Un rapporto potente con il mondo del lavoro significa moltiplicare queste occasioni, dar loro una prospettiva più ampia, più di quella che può esserci nella singola ora di lezione di diritto, cioè moltiplicare per “n” le volte in cui questa cosa può succedere.
Questo mi sembra il motivo fondamentale per cui noi dovremmo andare in giro cercando il mondo del lavoro!

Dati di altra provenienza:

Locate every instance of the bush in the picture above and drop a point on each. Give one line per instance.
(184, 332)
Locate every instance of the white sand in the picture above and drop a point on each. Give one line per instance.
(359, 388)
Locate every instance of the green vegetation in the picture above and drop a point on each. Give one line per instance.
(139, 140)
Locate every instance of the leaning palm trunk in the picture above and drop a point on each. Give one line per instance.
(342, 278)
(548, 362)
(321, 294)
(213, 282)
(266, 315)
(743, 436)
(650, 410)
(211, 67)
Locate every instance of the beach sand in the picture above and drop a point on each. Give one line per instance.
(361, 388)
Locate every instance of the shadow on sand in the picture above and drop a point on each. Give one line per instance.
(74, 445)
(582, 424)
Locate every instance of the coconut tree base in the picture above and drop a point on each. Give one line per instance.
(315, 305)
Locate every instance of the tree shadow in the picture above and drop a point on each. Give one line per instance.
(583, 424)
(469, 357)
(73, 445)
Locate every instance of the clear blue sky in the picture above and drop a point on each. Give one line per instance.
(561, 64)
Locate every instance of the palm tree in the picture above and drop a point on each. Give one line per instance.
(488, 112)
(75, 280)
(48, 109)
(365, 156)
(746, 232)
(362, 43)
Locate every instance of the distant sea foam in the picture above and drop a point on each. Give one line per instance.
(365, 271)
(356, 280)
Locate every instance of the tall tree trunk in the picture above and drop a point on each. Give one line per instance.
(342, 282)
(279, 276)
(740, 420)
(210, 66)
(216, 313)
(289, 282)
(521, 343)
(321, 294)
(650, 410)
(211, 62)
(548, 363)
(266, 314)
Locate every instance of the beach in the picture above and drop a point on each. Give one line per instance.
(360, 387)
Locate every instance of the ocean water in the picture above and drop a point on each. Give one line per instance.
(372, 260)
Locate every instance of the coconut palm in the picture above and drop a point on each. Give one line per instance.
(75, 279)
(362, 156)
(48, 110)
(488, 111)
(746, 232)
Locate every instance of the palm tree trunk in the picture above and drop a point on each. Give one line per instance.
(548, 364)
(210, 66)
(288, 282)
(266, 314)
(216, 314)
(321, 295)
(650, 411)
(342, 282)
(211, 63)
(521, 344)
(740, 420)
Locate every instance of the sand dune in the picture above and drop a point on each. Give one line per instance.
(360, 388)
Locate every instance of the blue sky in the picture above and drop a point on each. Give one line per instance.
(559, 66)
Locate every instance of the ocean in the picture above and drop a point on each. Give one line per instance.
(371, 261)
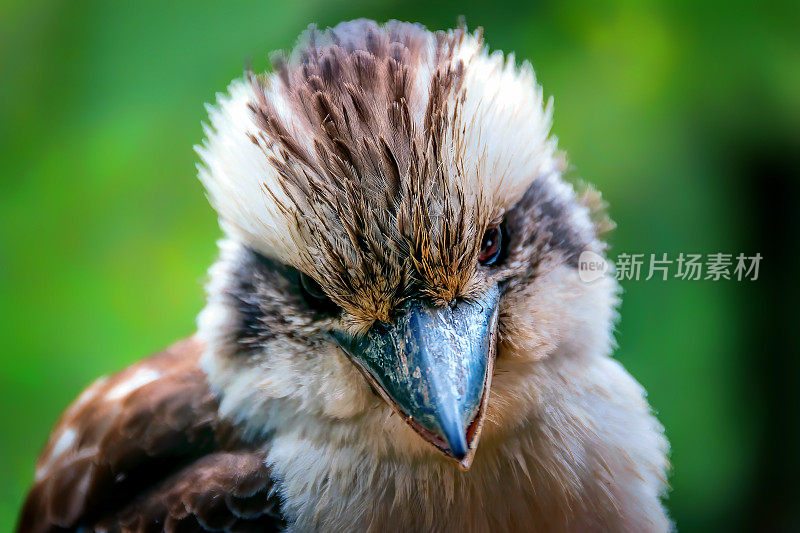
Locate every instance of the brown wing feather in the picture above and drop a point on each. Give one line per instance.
(226, 491)
(143, 431)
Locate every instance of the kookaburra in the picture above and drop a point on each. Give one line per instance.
(396, 335)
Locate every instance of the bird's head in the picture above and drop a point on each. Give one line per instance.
(395, 222)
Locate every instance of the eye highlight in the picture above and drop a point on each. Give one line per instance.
(491, 245)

Per mestiere faccio anche formazione professionale continua, cioè la formazione delle persone che lavorano in azienda, e una cosa sconvolgente di cui ci si accorge è che chi lavora in azienda ha un sacco di queste occasioni e l’azienda, come soggetto che opera, spessissimo, pur riconoscendo l’esistenza di queste occasioni, non ha l’attitudine educativa a questo, per cui “importa” delle antropologie folli da chissà dove, quando avrebbe -nelle cose che succedono tutti i santi giorni- l’occasione per diventare un’agenzia educativa. Questo secondo me è il vero motivo per cui ad un’impresa converrebbe ricercare il rapporto costante con la scuola, perché questa sarebbe la costante occasione per poter diventare un soggetto educativo non solo per i ragazzi che un domani potrebbero anche diventare suoi dipendenti, ma per allenarsi a fare la stessa cosa con i propri dipendenti, con la gente che in quel momento sta lavorando lì.
Se vogliamo che scocchi la scintilla ci deve essere una differenza di potenziale: finché la scuola è da sola, la scintilla non va da nessuna parte.
Ci vuole un’altro soggetto con il quale fare stabilmente questa cosa qua, altrimenti è soltanto un episodio.